Dobrym przykładem na to, że to działa, są konsole. Kiedyś Xbox 360 czy PlayStation 3 - nie mówiąc o poprzednich generacjach - kosztowały naprawdę dużo. W wspominkowym tekście o PlayStation w Polsce Piotr Gnyp ciekawie zauważył: PS4 to pierwsza konsola, za którą w dniu premiery zapłacił mniej niż 2 tysiące złotych!
Mierzmy wysoko
Natomiast w mniejszych komputerach do tego się nie dąży. Bo i po co, skoro można sprzedać sprzęt o skromnych możliwościach. Wmówić, że jest tani - a tak naprawdę chodzi tylko o to, że jest tańszy niż mocniejsza konkurencja - i w ten sposób nakręcać popularność.
A mnie się marzy, że jakaś firma, zamiast kolejnego taniego laptopika z systemem operacyjnym, pokaże tani mini-komputer, który poradzi sobie z grami. Albo zaawansowanymi programami. Zamiast zadowalać się podstawami, znowu dążmy do czegoś więcej! Tanio i dobrze.
Tym bardziej że w dobie tabletów, które nie tylko zapewniają podstawowe funkcje (i, coraz częściej mam wrażenie, robią to dużo lepiej i wygodniej), ale też oferują coś ponadto. Można je łatwiej zabrać ze sobą, korzystać w wielu miejscach. I nagle - a raczej: znowu - próbuje wcisnąć się nam produkt pod płaszczykiem “taniości” i praktyczności. Tyle że, o czym pisał wczoraj także Łukasz, to już było.

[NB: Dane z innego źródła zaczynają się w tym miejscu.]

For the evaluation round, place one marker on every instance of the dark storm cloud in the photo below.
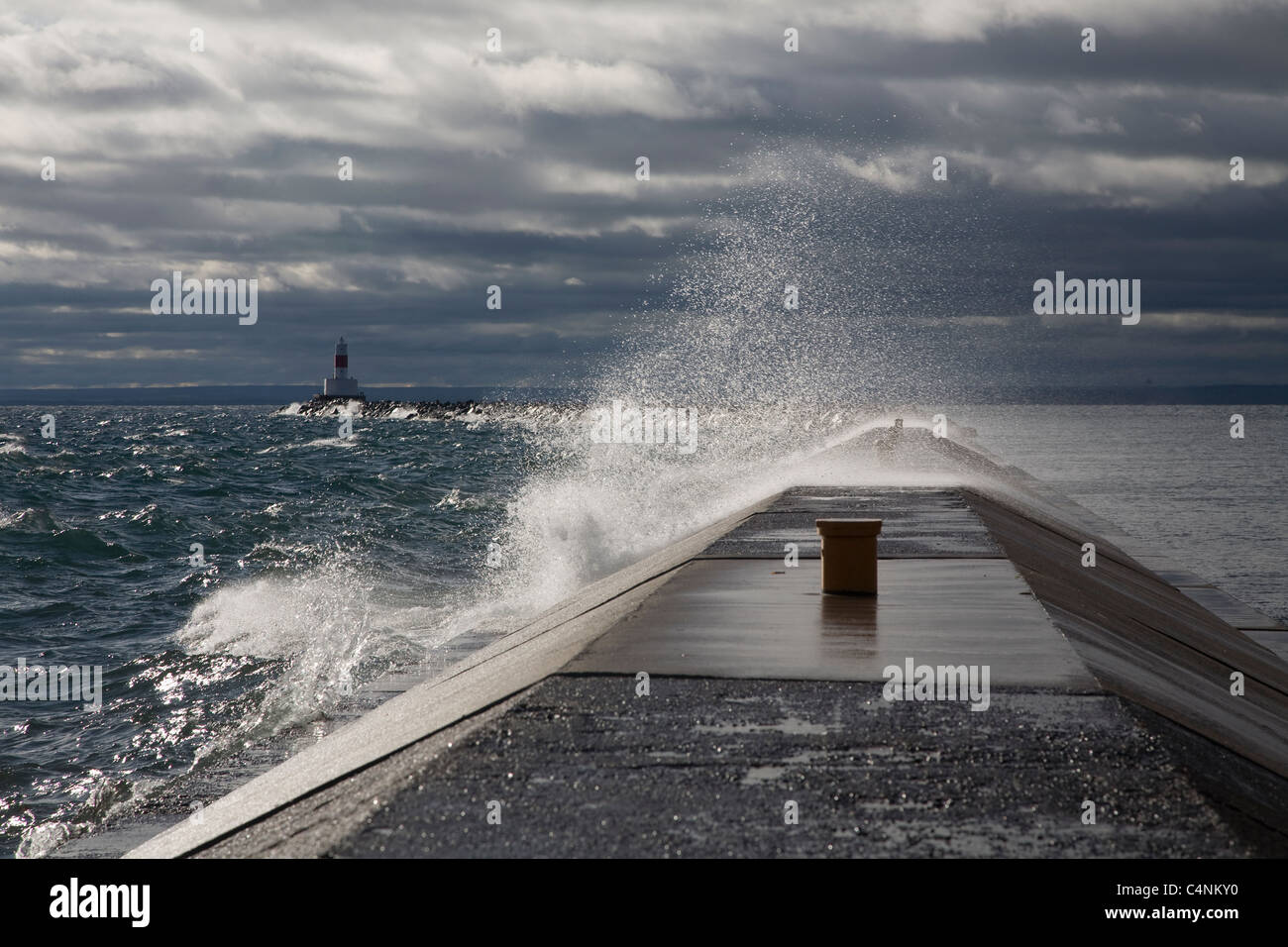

Ale może tego właśnie ludzie potrzebują? Prostoty, za którą, paradoksalnie, mogą zapłacić dużo, ale pociesza ich fakt, że to i tak mniej niż zwykły, tradycyjny laptop. Na to samo wychodzi w przypadku telefonów. Ba, pojawiają się modele z klapką, które wyglądają tak, jak przed laty. LG Wine Smart, mimo naprawdę skromnych podzespołów, kosztuje w Korei Południowej około 650 zł!
Szkoda, że płacimy dużo za podstawowe potrzeby, a nie mało za spore możliwości. Tego spodziewałbym się po rozwoju i postępie.